The industrial that sold on a 4.5 cap rate, maybe the institutional quality gets to a 5.5 today. Or now maybe it's a 6.5 although brokers are still telling me 6.5 and the guys on the finance side of the desks are telling me it's not trading, so don't worry about it.
Any other recommendations, thoughts, or feedback for our audience? There are plenty of deals out there, it's a question of looking in non-traditional places.

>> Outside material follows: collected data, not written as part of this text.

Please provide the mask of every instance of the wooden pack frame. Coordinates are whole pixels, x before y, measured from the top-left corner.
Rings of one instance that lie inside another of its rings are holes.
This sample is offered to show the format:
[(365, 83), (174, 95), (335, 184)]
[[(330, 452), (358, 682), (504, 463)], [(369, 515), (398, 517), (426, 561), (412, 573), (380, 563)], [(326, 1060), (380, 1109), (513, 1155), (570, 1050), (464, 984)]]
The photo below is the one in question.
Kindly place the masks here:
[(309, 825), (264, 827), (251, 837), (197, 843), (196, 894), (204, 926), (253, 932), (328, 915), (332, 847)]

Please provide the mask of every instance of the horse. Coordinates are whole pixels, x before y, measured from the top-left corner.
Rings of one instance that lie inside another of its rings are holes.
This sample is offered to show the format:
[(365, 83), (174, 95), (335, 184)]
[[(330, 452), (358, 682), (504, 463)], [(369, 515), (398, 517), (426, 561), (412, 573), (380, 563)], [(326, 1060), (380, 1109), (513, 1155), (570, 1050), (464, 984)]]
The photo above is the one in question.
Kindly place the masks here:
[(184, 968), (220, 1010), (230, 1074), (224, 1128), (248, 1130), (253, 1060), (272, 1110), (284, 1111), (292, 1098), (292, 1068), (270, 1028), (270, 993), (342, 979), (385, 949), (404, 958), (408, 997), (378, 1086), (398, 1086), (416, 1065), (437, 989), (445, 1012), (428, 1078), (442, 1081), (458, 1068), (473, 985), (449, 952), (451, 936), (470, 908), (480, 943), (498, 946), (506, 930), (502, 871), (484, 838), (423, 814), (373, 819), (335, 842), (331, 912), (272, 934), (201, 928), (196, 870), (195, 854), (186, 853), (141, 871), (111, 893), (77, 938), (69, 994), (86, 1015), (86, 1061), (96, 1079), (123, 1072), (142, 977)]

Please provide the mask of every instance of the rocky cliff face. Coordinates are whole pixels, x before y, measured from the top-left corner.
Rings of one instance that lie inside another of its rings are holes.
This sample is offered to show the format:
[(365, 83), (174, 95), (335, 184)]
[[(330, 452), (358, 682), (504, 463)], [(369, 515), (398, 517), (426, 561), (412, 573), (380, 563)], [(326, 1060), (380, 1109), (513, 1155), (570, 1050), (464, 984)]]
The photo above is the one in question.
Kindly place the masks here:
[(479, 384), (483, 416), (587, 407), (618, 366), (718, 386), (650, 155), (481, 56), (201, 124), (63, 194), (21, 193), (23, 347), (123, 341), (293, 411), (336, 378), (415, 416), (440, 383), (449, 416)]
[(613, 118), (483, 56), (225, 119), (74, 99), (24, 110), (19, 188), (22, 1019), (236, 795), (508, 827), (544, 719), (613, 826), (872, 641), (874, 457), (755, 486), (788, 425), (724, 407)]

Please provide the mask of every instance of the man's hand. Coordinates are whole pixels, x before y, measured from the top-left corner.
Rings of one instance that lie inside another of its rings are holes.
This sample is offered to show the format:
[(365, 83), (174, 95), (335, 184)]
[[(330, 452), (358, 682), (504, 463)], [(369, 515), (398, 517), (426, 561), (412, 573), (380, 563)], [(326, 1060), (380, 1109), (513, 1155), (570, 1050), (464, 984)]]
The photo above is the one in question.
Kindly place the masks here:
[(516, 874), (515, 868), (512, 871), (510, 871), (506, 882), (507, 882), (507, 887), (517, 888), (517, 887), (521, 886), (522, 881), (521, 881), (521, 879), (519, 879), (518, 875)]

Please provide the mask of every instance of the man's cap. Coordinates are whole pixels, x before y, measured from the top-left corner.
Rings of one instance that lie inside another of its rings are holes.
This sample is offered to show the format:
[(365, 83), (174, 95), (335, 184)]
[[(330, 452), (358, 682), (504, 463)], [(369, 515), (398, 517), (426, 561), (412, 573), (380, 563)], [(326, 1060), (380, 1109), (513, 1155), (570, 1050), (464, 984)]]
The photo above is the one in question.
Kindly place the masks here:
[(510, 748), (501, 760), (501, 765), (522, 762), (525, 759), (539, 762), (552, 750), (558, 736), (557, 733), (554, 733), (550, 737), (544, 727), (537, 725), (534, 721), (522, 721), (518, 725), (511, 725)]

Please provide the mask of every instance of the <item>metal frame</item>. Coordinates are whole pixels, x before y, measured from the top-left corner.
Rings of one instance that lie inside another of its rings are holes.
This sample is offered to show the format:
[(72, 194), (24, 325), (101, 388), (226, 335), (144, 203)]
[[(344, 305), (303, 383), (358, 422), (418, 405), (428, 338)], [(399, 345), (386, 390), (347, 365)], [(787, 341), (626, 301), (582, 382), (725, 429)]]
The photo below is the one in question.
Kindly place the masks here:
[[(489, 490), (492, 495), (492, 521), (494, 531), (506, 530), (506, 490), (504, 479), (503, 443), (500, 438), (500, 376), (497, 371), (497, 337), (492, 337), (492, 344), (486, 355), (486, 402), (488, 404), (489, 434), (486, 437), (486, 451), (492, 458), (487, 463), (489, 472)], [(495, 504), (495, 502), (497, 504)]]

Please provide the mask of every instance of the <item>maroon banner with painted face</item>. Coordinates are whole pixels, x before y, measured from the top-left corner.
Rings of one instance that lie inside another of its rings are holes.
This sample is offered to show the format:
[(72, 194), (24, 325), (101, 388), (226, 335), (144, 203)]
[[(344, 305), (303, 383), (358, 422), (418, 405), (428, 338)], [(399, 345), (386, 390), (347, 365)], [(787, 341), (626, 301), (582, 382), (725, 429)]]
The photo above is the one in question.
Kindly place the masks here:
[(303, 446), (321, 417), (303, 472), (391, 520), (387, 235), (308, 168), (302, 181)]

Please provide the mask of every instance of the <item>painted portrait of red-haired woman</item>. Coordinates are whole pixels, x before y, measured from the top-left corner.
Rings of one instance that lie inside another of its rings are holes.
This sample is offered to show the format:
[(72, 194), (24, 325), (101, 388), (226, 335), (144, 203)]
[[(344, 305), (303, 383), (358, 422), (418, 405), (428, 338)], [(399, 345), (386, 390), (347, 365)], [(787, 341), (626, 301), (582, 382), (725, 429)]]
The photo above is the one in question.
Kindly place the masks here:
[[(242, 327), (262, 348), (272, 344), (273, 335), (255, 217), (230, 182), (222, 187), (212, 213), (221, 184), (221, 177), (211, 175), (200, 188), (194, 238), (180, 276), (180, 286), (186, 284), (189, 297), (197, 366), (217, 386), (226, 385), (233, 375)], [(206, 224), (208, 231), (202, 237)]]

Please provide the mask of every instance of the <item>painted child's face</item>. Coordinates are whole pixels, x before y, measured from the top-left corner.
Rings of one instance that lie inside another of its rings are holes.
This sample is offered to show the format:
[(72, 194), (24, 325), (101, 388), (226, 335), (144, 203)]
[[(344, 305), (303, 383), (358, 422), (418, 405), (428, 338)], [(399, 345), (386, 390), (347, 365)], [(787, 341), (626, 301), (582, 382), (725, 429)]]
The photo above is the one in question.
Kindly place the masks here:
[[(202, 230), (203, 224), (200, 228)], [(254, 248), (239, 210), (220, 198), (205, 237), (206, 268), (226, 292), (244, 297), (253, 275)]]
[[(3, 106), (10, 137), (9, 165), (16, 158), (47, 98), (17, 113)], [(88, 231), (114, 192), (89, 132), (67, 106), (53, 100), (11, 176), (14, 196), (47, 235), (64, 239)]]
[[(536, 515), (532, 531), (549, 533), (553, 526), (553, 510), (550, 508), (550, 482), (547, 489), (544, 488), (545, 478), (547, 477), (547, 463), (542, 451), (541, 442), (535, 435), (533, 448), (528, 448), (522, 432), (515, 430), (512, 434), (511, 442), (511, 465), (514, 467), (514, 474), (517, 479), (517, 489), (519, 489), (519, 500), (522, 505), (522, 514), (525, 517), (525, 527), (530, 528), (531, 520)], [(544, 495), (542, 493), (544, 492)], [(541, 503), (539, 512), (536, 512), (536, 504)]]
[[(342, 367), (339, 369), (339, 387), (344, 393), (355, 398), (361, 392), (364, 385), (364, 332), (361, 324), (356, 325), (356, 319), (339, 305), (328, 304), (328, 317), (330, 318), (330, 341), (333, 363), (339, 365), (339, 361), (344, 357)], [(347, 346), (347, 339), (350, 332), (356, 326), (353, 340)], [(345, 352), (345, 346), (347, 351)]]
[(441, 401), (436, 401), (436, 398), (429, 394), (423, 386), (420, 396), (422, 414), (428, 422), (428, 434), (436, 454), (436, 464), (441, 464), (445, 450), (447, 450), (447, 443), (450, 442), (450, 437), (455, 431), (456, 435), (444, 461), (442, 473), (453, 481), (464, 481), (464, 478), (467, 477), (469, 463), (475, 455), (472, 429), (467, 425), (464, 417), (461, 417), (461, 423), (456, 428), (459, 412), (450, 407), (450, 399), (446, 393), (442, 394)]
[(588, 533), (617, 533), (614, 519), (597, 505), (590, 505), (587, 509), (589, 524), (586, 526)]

We see it on occasion, from talking to our attorneys or accounting firms, people that have exchanges or people that are thinking of selling, but they just don't know what to do with the money, sometimes you try to structure something where they could take half of their money out and still stay in and get some of the upside with you. Or you can go into contract and give them an installment sale basis, minimizing any tax gains, so they don't have to worry about it. We have people that come to us all the time saying, I have an exchange, what do you have? Where can I park my money? And so, we structure deals with a 7, 8, 9, 10%. There's always money out there looking to be placed, and there are always deals for sale. Talk to brokers, talk to your accountants and attorneys, see if they know anything, don't be afraid to offer brokers a lot less, at least they know you're serious. I'm not afraid to send anyone a letter of intent with the 9 cap on it on a dollar amount, because I know I'll close on that. If I was buying a $10 million deal, I wouldn't even necessarily worry about financing, if I could raise 10 million, I'll buy all cash. If you're an investor who works with smaller deals, think about raising the money and closing all cash. Sometimes, you can get seller financing. I was offered seller financing on a flex property down in the Baltimore market. Unfortunately, we were apart on price, but he was willing to hold 5 years of 5% paper. But he wanted a price that didn't make sense. I don't think I could refinance out. Be creative, don't be afraid. If you're a buyer abd you have cash, I think you're in the driver's seat.